E quando não se morre do mal para se morrer da cura? Pois.
Eu cá resisti a Óbidos. Não morri disto



nem disto



e disto também não.




Mas ontem ia morrendo disto



que, segundo o google earth, foram 15 km a fazer a "Volta a Miranda City (e arredores) em bicicleta".

Ora eu, lontra convicta e assumida, resolvi que, agora que está um tempo fofinho e tal, está na altura de largar o sofá e mexer-me algo mais do que os 7 ou 8 metros entre a cama e o sofá, antes que o colesterol se me entupa as artérias.

Além disso, já me sentia mal de ter a minha querida Órbita, companheira de todos os dias da minha saudosa infância e vá, princípio de adolescência, a ganhar pó na arrumação de papai, sem lhe pegar há sei lá quanto tempo.
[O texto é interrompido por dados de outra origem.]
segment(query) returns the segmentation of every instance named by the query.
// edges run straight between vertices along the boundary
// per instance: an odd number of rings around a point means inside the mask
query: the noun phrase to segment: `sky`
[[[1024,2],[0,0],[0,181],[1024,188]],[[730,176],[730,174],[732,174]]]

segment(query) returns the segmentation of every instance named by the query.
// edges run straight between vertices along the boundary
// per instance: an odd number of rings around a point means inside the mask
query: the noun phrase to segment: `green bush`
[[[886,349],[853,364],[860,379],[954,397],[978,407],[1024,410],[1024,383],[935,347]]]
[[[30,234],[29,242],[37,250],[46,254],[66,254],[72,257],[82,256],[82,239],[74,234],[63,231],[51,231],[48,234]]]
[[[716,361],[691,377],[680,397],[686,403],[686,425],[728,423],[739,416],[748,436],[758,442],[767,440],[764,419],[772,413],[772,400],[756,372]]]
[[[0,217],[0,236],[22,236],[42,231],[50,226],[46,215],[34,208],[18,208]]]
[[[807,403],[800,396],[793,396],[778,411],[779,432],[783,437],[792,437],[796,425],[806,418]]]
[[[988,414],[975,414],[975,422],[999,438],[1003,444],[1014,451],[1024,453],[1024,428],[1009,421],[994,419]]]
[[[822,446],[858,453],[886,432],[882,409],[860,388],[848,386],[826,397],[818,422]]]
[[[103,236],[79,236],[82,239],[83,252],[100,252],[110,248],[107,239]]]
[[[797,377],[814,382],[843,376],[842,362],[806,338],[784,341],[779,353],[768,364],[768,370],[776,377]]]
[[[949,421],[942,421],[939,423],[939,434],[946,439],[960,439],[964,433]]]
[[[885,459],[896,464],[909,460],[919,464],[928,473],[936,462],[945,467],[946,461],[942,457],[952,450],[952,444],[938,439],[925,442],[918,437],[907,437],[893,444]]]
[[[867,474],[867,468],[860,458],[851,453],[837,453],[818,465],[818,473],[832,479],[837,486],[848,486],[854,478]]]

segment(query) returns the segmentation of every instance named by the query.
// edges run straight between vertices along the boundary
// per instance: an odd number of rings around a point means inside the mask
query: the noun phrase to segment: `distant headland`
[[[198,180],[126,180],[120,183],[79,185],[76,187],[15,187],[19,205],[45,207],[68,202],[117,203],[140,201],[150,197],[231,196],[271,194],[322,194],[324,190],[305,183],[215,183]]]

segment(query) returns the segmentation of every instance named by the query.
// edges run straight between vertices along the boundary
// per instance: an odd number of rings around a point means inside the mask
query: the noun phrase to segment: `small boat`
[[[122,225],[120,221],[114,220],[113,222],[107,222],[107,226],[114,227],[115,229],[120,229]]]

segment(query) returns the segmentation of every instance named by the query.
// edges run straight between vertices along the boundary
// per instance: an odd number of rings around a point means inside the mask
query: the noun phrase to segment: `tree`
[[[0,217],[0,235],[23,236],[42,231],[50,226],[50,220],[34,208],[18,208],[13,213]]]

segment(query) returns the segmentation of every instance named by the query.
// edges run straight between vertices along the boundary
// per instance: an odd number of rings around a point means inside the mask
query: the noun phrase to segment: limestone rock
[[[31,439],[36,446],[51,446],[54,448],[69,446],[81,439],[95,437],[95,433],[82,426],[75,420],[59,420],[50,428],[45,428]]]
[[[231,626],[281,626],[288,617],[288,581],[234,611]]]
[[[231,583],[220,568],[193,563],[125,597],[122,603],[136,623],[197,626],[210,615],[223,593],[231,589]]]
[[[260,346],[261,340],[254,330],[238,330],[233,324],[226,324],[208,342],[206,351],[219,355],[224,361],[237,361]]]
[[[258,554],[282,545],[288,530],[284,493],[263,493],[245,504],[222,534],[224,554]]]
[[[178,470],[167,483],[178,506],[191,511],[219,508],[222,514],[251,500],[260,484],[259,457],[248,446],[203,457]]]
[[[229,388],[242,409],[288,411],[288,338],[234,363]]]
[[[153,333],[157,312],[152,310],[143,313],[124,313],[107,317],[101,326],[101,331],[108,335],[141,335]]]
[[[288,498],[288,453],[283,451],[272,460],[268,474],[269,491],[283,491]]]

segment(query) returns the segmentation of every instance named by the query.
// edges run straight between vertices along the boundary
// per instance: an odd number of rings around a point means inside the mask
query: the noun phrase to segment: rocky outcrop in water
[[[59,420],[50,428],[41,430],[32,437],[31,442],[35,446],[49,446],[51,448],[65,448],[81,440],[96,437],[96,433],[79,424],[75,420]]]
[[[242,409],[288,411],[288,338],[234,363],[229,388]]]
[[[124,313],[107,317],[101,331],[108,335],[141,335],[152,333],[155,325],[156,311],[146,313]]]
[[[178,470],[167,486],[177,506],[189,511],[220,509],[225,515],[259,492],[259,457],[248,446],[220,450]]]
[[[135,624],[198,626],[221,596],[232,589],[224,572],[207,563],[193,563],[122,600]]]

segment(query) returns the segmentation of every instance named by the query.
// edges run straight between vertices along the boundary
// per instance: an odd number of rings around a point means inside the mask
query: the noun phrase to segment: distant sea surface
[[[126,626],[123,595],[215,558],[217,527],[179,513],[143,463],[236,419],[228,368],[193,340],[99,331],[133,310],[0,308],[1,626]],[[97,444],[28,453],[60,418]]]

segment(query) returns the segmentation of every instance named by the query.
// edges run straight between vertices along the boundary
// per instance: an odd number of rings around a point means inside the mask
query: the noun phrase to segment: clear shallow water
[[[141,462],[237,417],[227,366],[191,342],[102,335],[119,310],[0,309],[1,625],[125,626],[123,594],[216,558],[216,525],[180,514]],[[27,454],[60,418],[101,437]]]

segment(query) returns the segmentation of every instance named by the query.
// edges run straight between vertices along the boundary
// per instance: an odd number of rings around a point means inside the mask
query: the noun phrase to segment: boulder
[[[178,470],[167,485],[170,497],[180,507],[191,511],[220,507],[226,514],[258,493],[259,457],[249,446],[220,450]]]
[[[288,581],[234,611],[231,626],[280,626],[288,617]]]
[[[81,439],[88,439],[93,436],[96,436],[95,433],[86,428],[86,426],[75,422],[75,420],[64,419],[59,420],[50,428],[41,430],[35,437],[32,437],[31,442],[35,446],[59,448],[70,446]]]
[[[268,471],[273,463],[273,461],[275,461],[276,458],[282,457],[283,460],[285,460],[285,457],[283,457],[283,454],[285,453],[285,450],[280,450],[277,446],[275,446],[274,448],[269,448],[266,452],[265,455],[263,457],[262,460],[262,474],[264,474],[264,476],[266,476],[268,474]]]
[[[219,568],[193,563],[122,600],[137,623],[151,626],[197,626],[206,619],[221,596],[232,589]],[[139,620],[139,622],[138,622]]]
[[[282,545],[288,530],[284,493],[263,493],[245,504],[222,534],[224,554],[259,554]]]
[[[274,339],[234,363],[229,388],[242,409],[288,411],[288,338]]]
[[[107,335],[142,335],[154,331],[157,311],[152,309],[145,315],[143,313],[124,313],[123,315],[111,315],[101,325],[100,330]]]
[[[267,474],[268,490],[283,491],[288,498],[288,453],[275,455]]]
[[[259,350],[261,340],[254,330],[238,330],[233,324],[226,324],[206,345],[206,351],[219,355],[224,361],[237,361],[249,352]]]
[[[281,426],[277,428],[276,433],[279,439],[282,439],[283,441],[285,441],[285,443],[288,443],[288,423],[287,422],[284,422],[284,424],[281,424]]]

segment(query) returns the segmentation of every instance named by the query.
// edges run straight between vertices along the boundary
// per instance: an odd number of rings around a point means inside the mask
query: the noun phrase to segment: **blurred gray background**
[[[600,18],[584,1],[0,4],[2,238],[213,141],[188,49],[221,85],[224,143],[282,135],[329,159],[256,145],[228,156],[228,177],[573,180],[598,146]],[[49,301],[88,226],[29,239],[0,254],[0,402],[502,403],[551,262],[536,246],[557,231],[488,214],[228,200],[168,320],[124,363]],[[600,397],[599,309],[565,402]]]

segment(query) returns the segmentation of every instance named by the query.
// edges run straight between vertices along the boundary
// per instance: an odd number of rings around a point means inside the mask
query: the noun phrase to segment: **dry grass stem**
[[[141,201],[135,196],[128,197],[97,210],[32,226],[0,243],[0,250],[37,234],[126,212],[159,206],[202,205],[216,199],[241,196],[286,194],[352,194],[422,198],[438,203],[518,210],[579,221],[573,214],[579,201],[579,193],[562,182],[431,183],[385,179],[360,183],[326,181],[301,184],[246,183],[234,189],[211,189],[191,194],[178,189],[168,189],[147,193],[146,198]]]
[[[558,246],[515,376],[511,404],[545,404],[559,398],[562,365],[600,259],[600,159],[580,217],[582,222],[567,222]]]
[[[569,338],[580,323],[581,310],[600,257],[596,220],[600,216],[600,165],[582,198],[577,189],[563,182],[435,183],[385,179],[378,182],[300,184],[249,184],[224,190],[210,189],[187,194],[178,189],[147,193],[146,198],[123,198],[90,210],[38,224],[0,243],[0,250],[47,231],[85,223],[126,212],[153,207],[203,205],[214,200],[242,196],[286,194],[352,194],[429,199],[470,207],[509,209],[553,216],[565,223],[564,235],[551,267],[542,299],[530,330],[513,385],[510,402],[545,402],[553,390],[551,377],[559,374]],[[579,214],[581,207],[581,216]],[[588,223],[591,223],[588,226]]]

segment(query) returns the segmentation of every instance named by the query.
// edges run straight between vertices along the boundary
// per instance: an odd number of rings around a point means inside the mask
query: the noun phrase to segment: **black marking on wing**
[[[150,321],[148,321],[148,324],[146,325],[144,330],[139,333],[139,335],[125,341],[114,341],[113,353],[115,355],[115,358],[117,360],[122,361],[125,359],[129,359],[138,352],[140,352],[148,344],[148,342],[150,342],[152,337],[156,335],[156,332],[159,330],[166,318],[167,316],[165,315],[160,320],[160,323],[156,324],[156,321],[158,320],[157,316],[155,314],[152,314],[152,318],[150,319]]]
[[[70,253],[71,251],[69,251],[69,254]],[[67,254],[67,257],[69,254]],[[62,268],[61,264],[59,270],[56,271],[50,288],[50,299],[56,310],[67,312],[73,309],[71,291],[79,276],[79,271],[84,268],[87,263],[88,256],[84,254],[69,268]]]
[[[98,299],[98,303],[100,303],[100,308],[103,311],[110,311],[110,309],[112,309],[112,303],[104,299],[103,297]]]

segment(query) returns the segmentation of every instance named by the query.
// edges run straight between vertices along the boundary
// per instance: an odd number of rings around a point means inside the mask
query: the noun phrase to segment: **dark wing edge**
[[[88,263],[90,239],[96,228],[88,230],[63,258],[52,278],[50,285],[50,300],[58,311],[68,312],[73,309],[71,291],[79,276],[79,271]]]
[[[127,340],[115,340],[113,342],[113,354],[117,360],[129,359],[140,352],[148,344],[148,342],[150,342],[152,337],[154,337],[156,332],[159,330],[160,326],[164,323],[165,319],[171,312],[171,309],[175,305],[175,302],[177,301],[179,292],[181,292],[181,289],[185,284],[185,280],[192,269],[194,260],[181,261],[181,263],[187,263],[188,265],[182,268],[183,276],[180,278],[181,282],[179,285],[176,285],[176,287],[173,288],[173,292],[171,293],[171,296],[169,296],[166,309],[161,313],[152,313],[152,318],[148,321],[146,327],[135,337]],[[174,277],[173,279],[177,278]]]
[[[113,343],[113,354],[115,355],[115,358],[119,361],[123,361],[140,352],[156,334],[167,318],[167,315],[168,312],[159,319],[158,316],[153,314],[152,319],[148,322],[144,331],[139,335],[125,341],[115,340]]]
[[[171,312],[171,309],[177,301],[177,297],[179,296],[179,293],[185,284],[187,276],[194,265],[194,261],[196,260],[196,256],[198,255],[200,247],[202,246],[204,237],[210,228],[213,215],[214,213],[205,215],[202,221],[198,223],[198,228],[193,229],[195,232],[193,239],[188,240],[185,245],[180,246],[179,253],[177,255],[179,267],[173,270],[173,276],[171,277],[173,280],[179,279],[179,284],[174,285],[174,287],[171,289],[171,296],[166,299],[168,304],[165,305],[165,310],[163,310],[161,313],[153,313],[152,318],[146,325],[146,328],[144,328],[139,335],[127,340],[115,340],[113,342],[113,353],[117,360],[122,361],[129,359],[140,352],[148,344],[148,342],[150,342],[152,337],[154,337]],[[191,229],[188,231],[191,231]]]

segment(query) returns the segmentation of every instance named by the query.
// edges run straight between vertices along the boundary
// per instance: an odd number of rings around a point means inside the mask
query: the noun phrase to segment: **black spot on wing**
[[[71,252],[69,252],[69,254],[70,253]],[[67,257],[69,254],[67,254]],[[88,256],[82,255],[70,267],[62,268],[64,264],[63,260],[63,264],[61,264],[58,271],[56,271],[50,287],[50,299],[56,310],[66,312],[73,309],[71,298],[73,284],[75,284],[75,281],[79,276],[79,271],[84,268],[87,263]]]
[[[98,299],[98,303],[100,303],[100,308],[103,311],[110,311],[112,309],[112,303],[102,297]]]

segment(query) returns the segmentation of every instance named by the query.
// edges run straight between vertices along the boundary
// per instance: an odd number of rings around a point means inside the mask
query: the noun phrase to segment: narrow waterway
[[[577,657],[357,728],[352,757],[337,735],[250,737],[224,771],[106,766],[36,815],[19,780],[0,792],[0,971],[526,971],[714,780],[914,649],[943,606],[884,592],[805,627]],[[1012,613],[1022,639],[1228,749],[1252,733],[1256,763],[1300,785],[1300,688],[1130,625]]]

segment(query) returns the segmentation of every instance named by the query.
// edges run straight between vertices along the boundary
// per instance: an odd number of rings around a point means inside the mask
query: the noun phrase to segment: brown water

Quer dizer, até sei mais ou menos quanto tempo (mais de dois anos ou assim): a última volta que dei foi uma célebre volta em que, algures no regresso, papai sai na cortada errada e depois para quê travar e voltar para trás, oh, os travões são para meninos salta da bicicleta em andamento. Sim, é do conhecimento geral que isso de parar é para cócós: os verdadeiros profissionais saltam da bicicleta e atiram-na com o caraças (eu provavelmente faria isso se me aparecesse algum aracnídeo no guiador). Eu e o Sócio estivemos ali uns 10 minutos sem conseguir parar de rir; até foi bom para os abdominais, que foi mesmo até doer a barriga. Mas eu, como aprendo rápido, interiorizei logo a importância de não usar os travões para não os gastar e depois, estando parada ali algures numa subida no meio do mato, esqueci-me de travar e desci de costas até bater num pinheiro. As nossas voltas de bicla eram autênticas aventuras. Ontem mesmo ia sendo atropelada por papai, que resolveu virar na minha direcção umas duas vezes.

Mas estava eu a dizer que não morri com uma overdose de chocolate no outro fim-de-semana, mas estou aqui morta de todo da volta de ontem. A sério, quem é que põe uma lontra que mal sai do sofá a pedalar 15km em duas horas? Logo nos primeiros 50 metros vi o caso muito mal parado, que se me começaram a dar umas dores nas pernas um bocadinho agrestes. O apêndice, com enorme fé, dizia-me que se eu conseguisse dar a volta ao quarteirão já não era mau ("Fizeste 15 km? Não falta aí uma vírgula?"), mas pronto, a gente foi indo, vamos ver as obras aqui e depois vamos ver a estrada nova dali e já agora vamos até acolá e voltamos pelo outro lado, e o google earth diz que, a brincar a brincar, fizemos 15000 metros. E eu acredito, que estou aqui que não me posso sentar por culpa de quase duas horas de esforço intensivo em cima daquele selim.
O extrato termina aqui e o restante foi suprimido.